アルバイトに関する新しい規定

2013年3月20日

 

ミニジョブ(Minijob)はドイツで所得税が課税されないアルバイトのことを指す。主に学生でミニジョブをしている人はごまんといる。企業の正社員でも夜に飲食店でミニジョブをこなし、生活の足しにしているケースがある。

日本では年間103万円以上稼がない限りアルバイトとして課税をする必要はない。ドイツでは月450ユーロ(約55、000円)未満の収入が非課税の条件だ。2012年までは400ユーロだったのが、2013年から450ユーロに上がった。そして1年の雇用期間のうち2か月間は450ユーロ以上稼ぐことが許される。例えば同僚が入院をした際に代理で多めに働けるということだ。

ミニジョバー(Minijobber。ミニジョブをする人。)の存在は企業にとってはありがたい。しかし政府にとってはミニジョバーが正社員と違って、年金に加入していないのが長年の問題だった。それがミニジョブ代の値上がりと共に2013年1月1日から変わったのである。一か月に401ユーロ以上450ユーロ未満の収入があるミニジョバーは給料の3、9パーセントを負担すれば年金加入ができる。3、9パーセントというと月450ユーロの収入で17、55ユーロ(約2100円)に値する。年金加入は拒否することもできるが、この新規定は長期のミニジョバーにとっては将来の良い保障でもあるだろう。

 

<追記> 450ユーロの価値

 日本円に換算して約55千円の収入は決して多くはない。だが、幸いドイツの暮らしは日本ほど高くつかない。ドイツで月450ユーロあればできることをまとめた。

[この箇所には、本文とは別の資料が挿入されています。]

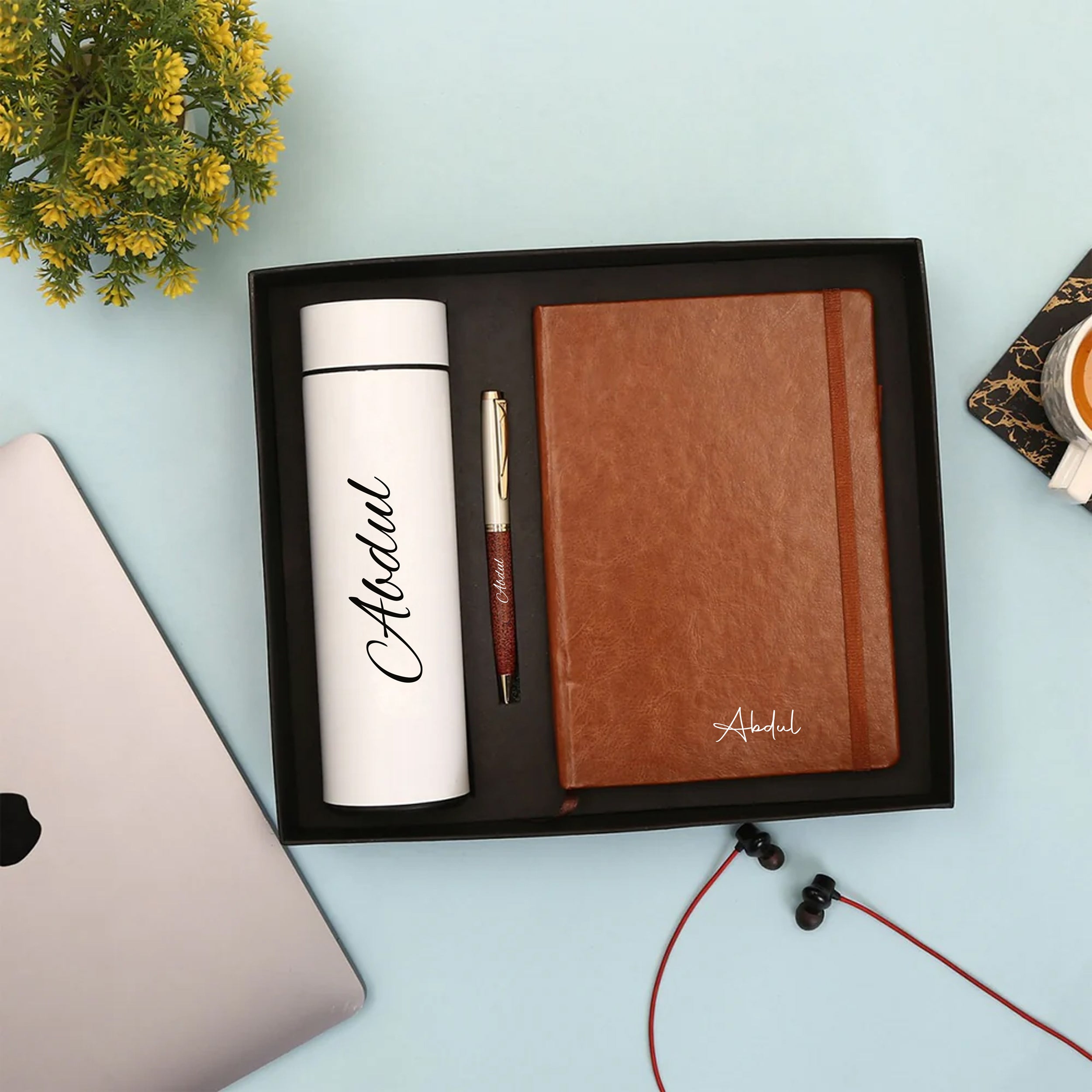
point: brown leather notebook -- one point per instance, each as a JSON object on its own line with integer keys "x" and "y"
{"x": 715, "y": 544}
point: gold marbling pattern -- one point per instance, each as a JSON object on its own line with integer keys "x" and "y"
{"x": 1009, "y": 400}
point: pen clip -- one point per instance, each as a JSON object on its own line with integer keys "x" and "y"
{"x": 501, "y": 421}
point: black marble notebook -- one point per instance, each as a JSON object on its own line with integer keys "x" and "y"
{"x": 1008, "y": 400}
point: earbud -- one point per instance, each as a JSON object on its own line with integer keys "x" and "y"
{"x": 757, "y": 843}
{"x": 817, "y": 897}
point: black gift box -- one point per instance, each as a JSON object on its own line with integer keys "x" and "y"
{"x": 514, "y": 766}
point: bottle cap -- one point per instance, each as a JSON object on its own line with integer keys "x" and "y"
{"x": 355, "y": 333}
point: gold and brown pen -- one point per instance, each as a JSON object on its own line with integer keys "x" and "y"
{"x": 498, "y": 541}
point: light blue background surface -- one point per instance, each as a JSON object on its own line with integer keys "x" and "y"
{"x": 431, "y": 127}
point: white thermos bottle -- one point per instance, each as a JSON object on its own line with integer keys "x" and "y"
{"x": 381, "y": 499}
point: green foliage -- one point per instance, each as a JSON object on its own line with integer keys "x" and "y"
{"x": 127, "y": 127}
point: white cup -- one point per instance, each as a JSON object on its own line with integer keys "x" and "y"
{"x": 1067, "y": 398}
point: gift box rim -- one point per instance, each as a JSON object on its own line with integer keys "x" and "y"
{"x": 911, "y": 252}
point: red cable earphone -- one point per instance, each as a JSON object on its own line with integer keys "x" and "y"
{"x": 817, "y": 898}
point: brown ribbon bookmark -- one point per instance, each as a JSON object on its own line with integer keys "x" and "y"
{"x": 847, "y": 530}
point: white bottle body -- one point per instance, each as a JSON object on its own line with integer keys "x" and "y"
{"x": 384, "y": 555}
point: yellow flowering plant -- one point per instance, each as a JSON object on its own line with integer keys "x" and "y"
{"x": 128, "y": 127}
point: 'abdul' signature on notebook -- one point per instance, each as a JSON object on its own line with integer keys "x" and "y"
{"x": 737, "y": 726}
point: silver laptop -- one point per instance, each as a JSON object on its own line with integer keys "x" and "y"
{"x": 153, "y": 933}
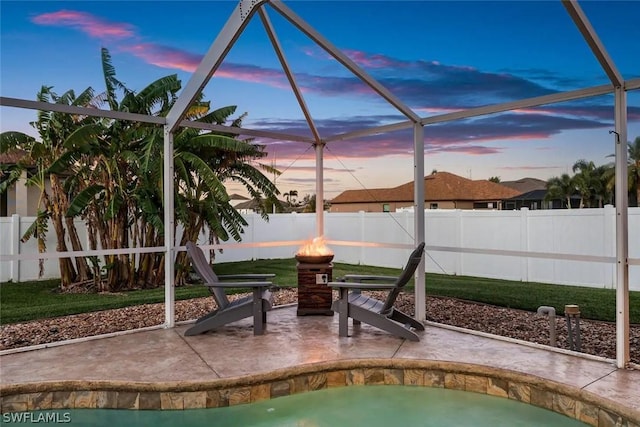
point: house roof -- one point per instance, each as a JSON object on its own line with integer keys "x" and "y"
{"x": 526, "y": 185}
{"x": 531, "y": 195}
{"x": 438, "y": 186}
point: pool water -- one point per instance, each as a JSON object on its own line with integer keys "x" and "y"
{"x": 369, "y": 406}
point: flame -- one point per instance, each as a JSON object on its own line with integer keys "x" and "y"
{"x": 315, "y": 247}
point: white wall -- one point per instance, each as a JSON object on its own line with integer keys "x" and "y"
{"x": 574, "y": 232}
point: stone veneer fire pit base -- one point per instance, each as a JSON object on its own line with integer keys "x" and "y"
{"x": 313, "y": 297}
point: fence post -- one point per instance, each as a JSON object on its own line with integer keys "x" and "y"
{"x": 609, "y": 241}
{"x": 458, "y": 267}
{"x": 15, "y": 247}
{"x": 362, "y": 235}
{"x": 524, "y": 243}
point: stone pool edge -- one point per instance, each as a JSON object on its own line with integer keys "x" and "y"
{"x": 568, "y": 400}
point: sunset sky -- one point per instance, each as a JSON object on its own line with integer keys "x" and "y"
{"x": 435, "y": 56}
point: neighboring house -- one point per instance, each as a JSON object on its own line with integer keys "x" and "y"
{"x": 443, "y": 190}
{"x": 533, "y": 193}
{"x": 526, "y": 185}
{"x": 18, "y": 199}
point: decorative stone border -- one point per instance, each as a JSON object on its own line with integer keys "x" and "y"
{"x": 567, "y": 400}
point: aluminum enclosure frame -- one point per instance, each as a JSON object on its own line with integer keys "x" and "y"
{"x": 223, "y": 43}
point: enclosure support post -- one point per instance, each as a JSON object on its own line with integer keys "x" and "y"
{"x": 419, "y": 224}
{"x": 169, "y": 276}
{"x": 319, "y": 146}
{"x": 622, "y": 231}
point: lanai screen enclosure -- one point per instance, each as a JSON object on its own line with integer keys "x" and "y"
{"x": 245, "y": 11}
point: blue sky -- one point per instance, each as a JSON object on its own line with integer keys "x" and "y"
{"x": 436, "y": 56}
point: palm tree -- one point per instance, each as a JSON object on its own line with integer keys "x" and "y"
{"x": 634, "y": 168}
{"x": 562, "y": 187}
{"x": 53, "y": 129}
{"x": 118, "y": 177}
{"x": 588, "y": 182}
{"x": 290, "y": 195}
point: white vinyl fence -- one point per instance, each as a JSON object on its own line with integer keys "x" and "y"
{"x": 569, "y": 247}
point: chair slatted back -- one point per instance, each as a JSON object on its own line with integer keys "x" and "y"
{"x": 403, "y": 279}
{"x": 206, "y": 273}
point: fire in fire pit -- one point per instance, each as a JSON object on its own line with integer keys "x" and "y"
{"x": 315, "y": 252}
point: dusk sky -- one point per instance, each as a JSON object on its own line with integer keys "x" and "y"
{"x": 435, "y": 56}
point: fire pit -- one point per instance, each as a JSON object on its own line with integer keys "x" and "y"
{"x": 314, "y": 259}
{"x": 314, "y": 272}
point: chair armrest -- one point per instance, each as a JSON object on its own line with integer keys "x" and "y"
{"x": 239, "y": 284}
{"x": 362, "y": 277}
{"x": 246, "y": 276}
{"x": 364, "y": 286}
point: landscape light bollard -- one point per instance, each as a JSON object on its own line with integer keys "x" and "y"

  • 家賃 ワンルームアパートやルームシェア(WG)の家賃、うまくいけば光熱費も支払える。ただし大都市の中心部でこの条件に見合った部屋を見つけるのは難しい。
  • 食費 外食の頻度によるが1か月分の食費にはおつりが出るほど十分足りるだろう。
  • 学費 州や大学によるが、学費がかかる大学はまだ存在する。国立大学なら学費は1学期につき300~500ユーロが相場。私立大学は月300~500ユーロと高めだが、アルバイト代で支払うことは無理ではない。
  • 社会保険 ミニジョブをしながらフリーランスでも仕事をしている人はアルバイト代で社会保険(健康保険、年金、失業保険、介護保険)がまかなえる。(注:社会保険の支払金額には契約によって個人差が発する。)
  • 旅行 贅沢はできないが、格安航空会社やユースホステルに頼ってプチ旅行に出かけられる。